July 25, 2023

Susquehanna University hosted more than 100 students at the 14th annual Landmark Research Symposium on July 20. Twenty Susquehanna students and others from several other Landmark conference colleges and universities presented their research to their undergraduate peers and faculty mentors.

“It’s important that scholars share their research with the outside world, and the Landmark Symposium gives our talented Susquehanna student researchers a chance to do just that,” said Jennifer Carter, assistant professor of physics. “Presentation and networking opportunities are crucial to preparing for our students’ future careers.”

Bethany Grove ’25, a neuroscience major from Windber, Pennsylvania, conducted her research under the mentorship of James Briggs, Susquehanna’s chair and associate professor of psychology.

“Participating in research opens doors and helps those who do it stand out from the crowd when seeking a job or graduate school placement,” Grove said. “I began research as a freshman and the experience has been so amazing that I am planning to continue until I graduate.”

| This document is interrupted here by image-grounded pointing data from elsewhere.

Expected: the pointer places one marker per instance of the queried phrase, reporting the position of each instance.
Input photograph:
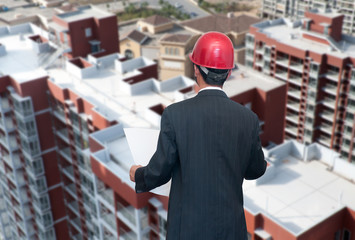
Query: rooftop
(20, 61)
(157, 20)
(84, 12)
(21, 8)
(176, 38)
(244, 79)
(153, 39)
(299, 189)
(135, 35)
(290, 33)
(222, 23)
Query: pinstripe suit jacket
(207, 145)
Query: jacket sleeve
(257, 164)
(159, 169)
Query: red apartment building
(85, 30)
(317, 62)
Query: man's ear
(196, 71)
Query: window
(346, 234)
(31, 147)
(39, 185)
(88, 32)
(35, 166)
(314, 69)
(176, 51)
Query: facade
(234, 26)
(65, 160)
(296, 9)
(305, 194)
(85, 30)
(169, 43)
(317, 63)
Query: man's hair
(214, 76)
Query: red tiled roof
(157, 20)
(222, 23)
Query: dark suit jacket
(207, 145)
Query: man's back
(214, 138)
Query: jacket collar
(212, 92)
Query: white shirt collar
(211, 88)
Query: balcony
(74, 207)
(127, 214)
(331, 89)
(76, 223)
(350, 108)
(110, 220)
(5, 105)
(325, 140)
(291, 130)
(125, 235)
(297, 80)
(107, 197)
(260, 50)
(328, 115)
(71, 189)
(59, 113)
(296, 66)
(293, 105)
(345, 147)
(69, 172)
(281, 74)
(332, 75)
(63, 133)
(329, 102)
(292, 118)
(66, 152)
(294, 93)
(327, 128)
(14, 162)
(282, 61)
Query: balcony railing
(332, 89)
(127, 212)
(326, 128)
(110, 220)
(69, 171)
(282, 61)
(296, 66)
(292, 130)
(332, 75)
(293, 105)
(296, 79)
(282, 75)
(71, 189)
(328, 115)
(294, 93)
(292, 117)
(325, 140)
(107, 195)
(127, 235)
(329, 102)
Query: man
(207, 145)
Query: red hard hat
(213, 50)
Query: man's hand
(132, 172)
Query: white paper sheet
(143, 144)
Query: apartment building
(317, 63)
(296, 9)
(64, 157)
(84, 30)
(305, 194)
(169, 43)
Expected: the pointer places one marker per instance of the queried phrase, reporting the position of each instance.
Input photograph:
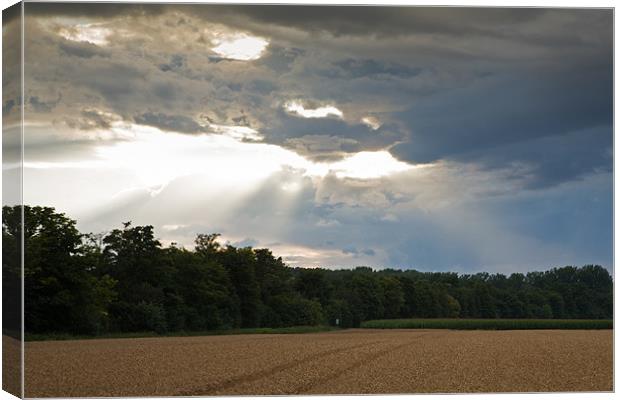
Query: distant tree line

The study of stress and fear

Grove and Briggs investigated the impact of stress and environmental factors on the ability to anticipate fear. As Grove explained, she used rats to investigate how stress impacts something known as the context-shift effect — the idea that performance declines when an individual shifts environments. They also compared reactions between male and female rats to determine if stress impacted them differently.

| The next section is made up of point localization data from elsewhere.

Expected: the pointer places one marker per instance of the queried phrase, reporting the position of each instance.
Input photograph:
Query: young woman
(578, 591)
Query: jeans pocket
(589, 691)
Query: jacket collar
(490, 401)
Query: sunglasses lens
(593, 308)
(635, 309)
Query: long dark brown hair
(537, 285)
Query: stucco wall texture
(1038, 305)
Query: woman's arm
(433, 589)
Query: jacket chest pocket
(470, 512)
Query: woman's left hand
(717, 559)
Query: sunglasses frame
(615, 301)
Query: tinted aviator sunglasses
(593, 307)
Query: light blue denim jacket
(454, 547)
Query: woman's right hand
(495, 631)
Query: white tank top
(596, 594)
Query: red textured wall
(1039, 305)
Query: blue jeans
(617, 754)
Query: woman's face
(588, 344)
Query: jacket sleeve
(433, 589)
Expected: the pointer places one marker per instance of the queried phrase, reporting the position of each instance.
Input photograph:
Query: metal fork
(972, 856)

“We found that stressed male rats treated every environment like it was new. They did not pay attention to the environmental cues around them, unlike the nonstressed male rats who demonstrated a context-shift effect as expected,” Grove said. “However, both stressed and nonstressed female rats demonstrated a context-shift, meaning that stress did not impact female rats in the same way that it impacted the male rats.”

Following graduation, Grove hopes to become a therapist in a clinical setting where she can help individuals experiencing issues related to behavioral and mental health.

“My research experience is teaching me so many valuable skills that are preparing me to enter the psychology field,” Grove said. “Also, I have formed a relationship with my professor who has supported me and has given me so many amazing opportunities to learn and grow not only as a student, but also as a person.”